At the last minute, the Melincoffs asked contractor Rick Reed to enlarge the porch overhangs by 18 inches to bring them closer to the ground and make the house feel nestled. “A person who is just 5 feet tall could reach up and touch the eaves,” David says. At the same time, the couple trimmed the dormer and gable overhangs by half, to about 3 feet, to let in more light.
“It means more log maintenance, but we didn’t want the house to be too dark,” David says. “Vermont isn’t a very sunny state and we knew the wood walls would absorb a lot of light.” Only four walls in the home, in the bathrooms and one wall separating the two upstairs bedrooms, are made of drywall.
To the Melincoffs, living in a log home is more than simply choosing 19-inch diameter logs instead of 2-by-6 studs. “It brings you back to your roots, to the outdoors and to nature,” says David. “It’s a completely different feeling. I’m sure that I could live in a stick-frame home again, but the image of doing that is unpalatable.” David turned to the late Larry Atkins, a long-time friend, architect and log home aficionado, to draw up the plans.
Inside the home, the Melincoffs studied the scale of each room to ensure that none was off balance or went against the cozy feel they were trying to achieve. The kitchen and dining rooms, for instance, have 10-foot ceilings, but the log beams overhead are so thick that they effectively lower the ceiling height by 18 inches or so and give both rooms intimacy.

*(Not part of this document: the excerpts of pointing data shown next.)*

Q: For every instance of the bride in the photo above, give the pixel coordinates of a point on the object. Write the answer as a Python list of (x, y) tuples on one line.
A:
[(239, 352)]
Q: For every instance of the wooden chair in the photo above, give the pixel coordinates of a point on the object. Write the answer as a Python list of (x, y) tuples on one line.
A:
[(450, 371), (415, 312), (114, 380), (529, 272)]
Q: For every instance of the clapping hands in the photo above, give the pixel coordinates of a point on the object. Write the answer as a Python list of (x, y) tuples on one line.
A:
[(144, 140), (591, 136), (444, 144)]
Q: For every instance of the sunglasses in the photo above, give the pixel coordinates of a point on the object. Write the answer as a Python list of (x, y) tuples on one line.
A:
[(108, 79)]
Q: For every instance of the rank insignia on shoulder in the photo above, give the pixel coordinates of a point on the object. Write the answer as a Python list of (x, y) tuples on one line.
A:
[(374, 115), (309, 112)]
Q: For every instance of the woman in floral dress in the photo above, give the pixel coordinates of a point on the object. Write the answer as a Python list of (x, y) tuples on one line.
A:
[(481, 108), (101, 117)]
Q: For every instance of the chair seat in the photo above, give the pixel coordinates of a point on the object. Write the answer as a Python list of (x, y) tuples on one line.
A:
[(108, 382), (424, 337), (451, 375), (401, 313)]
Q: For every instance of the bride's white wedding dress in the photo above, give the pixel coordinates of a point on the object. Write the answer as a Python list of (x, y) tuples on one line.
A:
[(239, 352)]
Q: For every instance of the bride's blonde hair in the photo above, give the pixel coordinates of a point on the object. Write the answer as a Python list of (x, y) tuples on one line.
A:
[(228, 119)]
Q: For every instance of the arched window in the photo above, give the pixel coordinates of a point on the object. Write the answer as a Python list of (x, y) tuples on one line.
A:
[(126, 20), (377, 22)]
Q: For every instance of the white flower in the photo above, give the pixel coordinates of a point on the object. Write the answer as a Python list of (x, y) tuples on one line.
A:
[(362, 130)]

The large size of the logs dictated that John use green timber. “There simply aren’t kiln-dried logs available in diameters greater than 15 inches,” says John. Working with green timber poses unique problems, primarily having to do with settling. It meant carefully calculating allowances around door and window openings for as much as 5 inches of shrinkage over the course of three to five years.

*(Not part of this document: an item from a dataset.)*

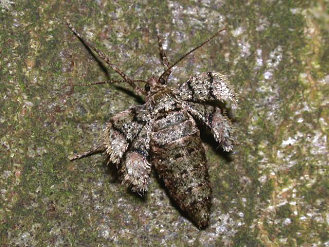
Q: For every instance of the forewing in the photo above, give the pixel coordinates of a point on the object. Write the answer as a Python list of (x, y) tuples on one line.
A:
[(220, 125), (121, 130), (179, 159), (135, 168)]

“It was a true challenge to put things together in a way so they wouldn’t come apart,” says Rick. “John supplied a lot of the details on how to make things work, and other than that, you just try to think things through.”
Just My Style
Rick helped David and Terri achieve the timeless look they desired by making mockups of the effects they requested, or physically trying out techniques and styles before making them permanent. The team laid out several colors and styles of shingles on the plywood roof, for instance, before settling on a wooden variety. Inside, the couple opted to stain their logs a darker, milk chocolate finish instead of the more-common golden honey to exaggerate the home’s age and lend a sense of enduring charm.
“It’s almost the same color as a chocolate lab,” David says.

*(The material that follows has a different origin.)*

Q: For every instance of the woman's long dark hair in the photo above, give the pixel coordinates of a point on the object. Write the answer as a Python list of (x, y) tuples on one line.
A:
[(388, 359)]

Rick temporarily installed casing around the windows; then he and David stepped back to test whether the scale, proportion and texture of the molding matched the window and the overall feel they sought.
“If a person hires you to build their house, the process should be as much fun as the result is satisfying,” Rick says. “Our job as a builder is to spend time educating the customer on their choices and then trying to support them in making good choices.”
The Melincoffs trimmed costs by postponing construction of a garage and back decks and waiting to put siding on the walkout basement wall. They also drove to nearby Canada to tap the favorable exchange rates when buying their granite countertops. And they bought less-expensive bathroom cabinets from a home improvement store and had a friend faux-finish them. David also used his connections in the restaurant business to obtain the flooring and kitchen appliances at wholesale prices.
One item they couldn’t find discounted was the log shell. But that wasn’t a concern for Terri and David. “For the same amount of money, I could have gotten much more home [using conventional construction],” says David. “But it’s very worth it. I wouldn’t do it any other way.”